By default, a quantified subpattern is greedy . In other words it matches as many times as possible without causing the rest of the pattern not to match. To change the quantifiers to match the minimum number of times possible, without causing the rest of the pattern not to match, you may use a "?" right after the quantifier.

*?
Match 0 or more times
+?
Match 1 or more times
??
Match 0 or 1 time
{n}?
Match exactly n times
{n,}?
Match at least n times
{n,m}?
Match at least n but not more than m times

Perl5 extended regular expressions are fully supported.

(?#text)
An embedded comment causing text to be ignored.
(?:regexp)
Groups things like "()" but doesn't cause the group match to be saved.
(?=regexp)
A zero-width positive lookahead assertion. For example, \w+(?=\s) matches a word followed by whitespace, without including whitespace in the MatchResult.
(?!regexp)
A zero-width negative lookahead assertion.
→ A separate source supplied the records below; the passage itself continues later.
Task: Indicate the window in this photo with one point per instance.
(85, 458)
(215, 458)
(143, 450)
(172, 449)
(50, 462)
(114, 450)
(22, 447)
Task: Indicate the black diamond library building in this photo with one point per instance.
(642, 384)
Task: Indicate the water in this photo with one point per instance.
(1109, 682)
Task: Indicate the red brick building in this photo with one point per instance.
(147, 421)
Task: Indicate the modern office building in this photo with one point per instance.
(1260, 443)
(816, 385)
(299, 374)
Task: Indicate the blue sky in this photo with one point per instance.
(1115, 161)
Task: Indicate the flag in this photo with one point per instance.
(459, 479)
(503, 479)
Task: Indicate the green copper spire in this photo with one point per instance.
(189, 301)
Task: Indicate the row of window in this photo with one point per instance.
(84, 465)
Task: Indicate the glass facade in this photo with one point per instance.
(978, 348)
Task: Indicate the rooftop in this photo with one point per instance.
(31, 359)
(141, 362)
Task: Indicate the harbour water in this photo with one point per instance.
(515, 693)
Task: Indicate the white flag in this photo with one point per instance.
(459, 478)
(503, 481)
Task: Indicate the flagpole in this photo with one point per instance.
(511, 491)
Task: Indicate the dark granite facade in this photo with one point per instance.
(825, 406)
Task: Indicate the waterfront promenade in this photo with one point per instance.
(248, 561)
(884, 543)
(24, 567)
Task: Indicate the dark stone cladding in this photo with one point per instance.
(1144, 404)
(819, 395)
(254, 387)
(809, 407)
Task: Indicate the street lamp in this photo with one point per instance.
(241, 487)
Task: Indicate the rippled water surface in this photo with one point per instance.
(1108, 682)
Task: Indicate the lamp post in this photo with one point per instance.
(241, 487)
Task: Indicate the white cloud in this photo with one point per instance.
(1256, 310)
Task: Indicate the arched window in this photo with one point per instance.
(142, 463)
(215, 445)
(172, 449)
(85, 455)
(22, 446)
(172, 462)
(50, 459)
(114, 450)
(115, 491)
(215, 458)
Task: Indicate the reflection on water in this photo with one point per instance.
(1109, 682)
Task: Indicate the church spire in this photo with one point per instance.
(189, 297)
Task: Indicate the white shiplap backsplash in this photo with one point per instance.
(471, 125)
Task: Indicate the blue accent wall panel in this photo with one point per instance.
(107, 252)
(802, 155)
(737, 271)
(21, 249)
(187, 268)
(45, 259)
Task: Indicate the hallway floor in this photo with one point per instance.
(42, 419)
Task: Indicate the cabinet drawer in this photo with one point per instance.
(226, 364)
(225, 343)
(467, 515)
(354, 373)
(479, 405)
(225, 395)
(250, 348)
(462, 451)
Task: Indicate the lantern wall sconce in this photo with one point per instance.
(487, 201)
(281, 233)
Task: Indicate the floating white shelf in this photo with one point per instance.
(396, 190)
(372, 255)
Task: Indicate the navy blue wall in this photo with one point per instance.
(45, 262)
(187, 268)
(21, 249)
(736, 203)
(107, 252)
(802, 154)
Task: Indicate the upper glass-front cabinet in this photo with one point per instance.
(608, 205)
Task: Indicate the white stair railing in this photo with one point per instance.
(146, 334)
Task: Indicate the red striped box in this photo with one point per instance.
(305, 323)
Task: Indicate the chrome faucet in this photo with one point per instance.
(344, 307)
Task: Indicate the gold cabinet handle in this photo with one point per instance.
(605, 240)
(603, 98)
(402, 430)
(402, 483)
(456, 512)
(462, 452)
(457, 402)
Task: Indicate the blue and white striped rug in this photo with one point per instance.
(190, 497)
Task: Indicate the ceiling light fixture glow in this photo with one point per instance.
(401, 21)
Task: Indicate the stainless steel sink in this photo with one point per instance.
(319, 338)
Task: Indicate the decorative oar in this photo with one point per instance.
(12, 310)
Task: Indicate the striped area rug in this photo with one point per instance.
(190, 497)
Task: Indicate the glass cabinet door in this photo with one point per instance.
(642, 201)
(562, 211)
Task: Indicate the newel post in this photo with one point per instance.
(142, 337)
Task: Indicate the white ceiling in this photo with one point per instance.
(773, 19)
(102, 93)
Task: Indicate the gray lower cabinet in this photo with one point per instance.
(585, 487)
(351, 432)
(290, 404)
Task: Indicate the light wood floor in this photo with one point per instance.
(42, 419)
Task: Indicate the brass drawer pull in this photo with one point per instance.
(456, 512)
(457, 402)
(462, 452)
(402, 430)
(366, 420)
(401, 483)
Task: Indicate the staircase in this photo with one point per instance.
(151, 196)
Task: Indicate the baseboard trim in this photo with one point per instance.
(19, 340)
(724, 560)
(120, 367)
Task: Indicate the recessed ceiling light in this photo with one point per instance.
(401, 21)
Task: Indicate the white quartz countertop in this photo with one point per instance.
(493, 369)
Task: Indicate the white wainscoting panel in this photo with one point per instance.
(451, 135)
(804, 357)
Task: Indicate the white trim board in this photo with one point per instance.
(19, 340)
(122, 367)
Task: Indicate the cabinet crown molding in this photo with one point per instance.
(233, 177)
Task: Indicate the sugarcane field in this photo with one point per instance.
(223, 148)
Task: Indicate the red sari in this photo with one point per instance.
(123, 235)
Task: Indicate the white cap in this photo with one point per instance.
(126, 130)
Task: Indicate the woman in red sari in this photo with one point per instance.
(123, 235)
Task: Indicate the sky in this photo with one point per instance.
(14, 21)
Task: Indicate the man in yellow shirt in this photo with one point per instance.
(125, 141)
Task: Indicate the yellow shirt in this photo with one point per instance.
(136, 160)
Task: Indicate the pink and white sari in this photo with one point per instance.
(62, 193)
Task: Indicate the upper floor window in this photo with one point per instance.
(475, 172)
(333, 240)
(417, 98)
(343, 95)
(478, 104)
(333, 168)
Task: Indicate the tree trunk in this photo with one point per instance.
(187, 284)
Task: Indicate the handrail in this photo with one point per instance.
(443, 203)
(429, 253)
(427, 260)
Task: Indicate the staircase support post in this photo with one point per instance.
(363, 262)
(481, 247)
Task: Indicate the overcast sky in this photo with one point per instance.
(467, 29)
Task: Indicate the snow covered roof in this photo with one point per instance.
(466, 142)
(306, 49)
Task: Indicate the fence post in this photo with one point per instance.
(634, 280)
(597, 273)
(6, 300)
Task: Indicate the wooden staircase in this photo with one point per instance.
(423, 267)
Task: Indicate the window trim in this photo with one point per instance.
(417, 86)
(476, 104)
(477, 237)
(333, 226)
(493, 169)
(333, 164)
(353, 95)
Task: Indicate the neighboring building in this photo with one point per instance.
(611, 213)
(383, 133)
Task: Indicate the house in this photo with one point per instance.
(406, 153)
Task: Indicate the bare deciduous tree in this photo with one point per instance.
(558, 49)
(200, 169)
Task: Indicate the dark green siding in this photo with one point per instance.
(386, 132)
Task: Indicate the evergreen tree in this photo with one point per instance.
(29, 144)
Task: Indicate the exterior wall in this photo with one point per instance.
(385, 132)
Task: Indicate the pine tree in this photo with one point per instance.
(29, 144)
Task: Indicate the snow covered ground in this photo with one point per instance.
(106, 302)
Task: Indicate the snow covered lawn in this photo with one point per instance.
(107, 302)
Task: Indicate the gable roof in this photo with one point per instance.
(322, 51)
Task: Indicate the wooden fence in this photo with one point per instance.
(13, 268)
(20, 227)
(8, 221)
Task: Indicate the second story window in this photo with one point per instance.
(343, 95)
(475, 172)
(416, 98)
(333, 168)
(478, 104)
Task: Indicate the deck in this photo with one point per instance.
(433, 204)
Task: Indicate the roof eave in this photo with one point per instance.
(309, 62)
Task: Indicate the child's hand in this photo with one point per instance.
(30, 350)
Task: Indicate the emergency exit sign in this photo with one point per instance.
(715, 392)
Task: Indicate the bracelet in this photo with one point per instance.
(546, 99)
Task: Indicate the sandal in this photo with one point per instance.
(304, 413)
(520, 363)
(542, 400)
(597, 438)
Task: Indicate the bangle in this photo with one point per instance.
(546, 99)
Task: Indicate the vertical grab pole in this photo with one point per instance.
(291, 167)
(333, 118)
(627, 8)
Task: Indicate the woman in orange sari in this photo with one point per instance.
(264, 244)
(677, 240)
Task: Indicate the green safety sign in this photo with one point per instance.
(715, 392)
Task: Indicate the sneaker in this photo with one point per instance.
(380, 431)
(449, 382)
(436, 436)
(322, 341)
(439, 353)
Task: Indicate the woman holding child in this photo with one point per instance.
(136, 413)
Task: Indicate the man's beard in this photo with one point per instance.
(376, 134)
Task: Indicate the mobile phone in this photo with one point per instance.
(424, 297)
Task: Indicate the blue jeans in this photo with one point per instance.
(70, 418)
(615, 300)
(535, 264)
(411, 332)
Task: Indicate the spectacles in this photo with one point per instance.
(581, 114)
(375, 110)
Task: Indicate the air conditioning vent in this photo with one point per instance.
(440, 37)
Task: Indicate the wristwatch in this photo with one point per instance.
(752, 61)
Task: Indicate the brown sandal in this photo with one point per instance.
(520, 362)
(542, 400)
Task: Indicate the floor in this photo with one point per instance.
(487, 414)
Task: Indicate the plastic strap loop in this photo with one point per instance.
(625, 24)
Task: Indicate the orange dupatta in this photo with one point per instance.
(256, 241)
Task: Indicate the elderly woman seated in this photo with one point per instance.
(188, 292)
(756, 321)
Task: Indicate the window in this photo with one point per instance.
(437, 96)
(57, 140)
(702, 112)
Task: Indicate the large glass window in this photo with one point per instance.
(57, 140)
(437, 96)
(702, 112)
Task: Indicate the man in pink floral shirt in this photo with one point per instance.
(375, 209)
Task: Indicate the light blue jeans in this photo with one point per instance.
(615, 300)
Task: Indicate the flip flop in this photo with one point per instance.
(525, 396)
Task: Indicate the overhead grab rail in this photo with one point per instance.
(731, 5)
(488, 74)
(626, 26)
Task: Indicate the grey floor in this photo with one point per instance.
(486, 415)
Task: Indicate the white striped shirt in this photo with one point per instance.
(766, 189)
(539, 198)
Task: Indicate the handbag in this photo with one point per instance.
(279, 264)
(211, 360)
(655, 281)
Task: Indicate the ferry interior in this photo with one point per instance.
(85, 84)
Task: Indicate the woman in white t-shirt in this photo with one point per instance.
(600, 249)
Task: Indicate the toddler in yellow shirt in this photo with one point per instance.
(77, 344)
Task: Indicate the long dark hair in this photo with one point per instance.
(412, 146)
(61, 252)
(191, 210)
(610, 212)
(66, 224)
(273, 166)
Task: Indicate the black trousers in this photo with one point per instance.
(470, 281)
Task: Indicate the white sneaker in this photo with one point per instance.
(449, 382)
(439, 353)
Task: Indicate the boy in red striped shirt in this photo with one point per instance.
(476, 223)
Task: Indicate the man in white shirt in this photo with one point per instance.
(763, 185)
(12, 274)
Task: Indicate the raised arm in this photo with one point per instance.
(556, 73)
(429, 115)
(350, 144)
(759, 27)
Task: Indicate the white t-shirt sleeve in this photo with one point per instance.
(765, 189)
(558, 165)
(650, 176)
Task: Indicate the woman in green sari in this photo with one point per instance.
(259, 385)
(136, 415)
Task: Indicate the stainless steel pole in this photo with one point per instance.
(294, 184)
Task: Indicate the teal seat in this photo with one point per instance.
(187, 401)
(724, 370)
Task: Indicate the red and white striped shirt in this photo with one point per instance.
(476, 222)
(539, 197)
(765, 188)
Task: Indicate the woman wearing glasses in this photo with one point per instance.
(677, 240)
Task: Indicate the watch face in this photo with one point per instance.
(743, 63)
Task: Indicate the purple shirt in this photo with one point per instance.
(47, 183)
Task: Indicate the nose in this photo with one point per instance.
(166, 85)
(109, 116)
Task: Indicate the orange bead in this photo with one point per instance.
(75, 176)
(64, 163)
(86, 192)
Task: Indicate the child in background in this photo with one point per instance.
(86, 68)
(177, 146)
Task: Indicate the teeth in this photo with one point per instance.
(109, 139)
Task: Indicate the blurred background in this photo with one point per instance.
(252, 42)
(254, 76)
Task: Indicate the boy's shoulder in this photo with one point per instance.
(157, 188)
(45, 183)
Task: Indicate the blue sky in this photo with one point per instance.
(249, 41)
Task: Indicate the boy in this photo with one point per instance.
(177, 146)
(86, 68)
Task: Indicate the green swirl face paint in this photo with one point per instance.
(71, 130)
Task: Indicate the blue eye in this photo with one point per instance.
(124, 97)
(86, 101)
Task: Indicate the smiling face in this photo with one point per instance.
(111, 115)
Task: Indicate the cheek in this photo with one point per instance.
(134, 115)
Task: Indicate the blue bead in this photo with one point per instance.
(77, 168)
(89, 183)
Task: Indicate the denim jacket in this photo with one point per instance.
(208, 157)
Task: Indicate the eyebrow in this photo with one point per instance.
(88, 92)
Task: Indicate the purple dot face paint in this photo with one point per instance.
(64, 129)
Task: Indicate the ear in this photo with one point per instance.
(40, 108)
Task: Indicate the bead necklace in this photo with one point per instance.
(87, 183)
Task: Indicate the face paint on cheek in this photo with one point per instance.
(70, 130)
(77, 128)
For example foo(?!bar) matches any occurrence of "foo" that isn't followed by "bar". Remember that this is a zero-width assertion, which means that a(?!b)d will match ad because a is followed by a character that is not b (the d) and a d follows the zero-width assertion.
(?imsx)
One or more embedded pattern-match modifiers. i enables case insensitivity, m enables multiline treatment of the input, s enables single line treatment of the input, and x enables extended whitespace comments.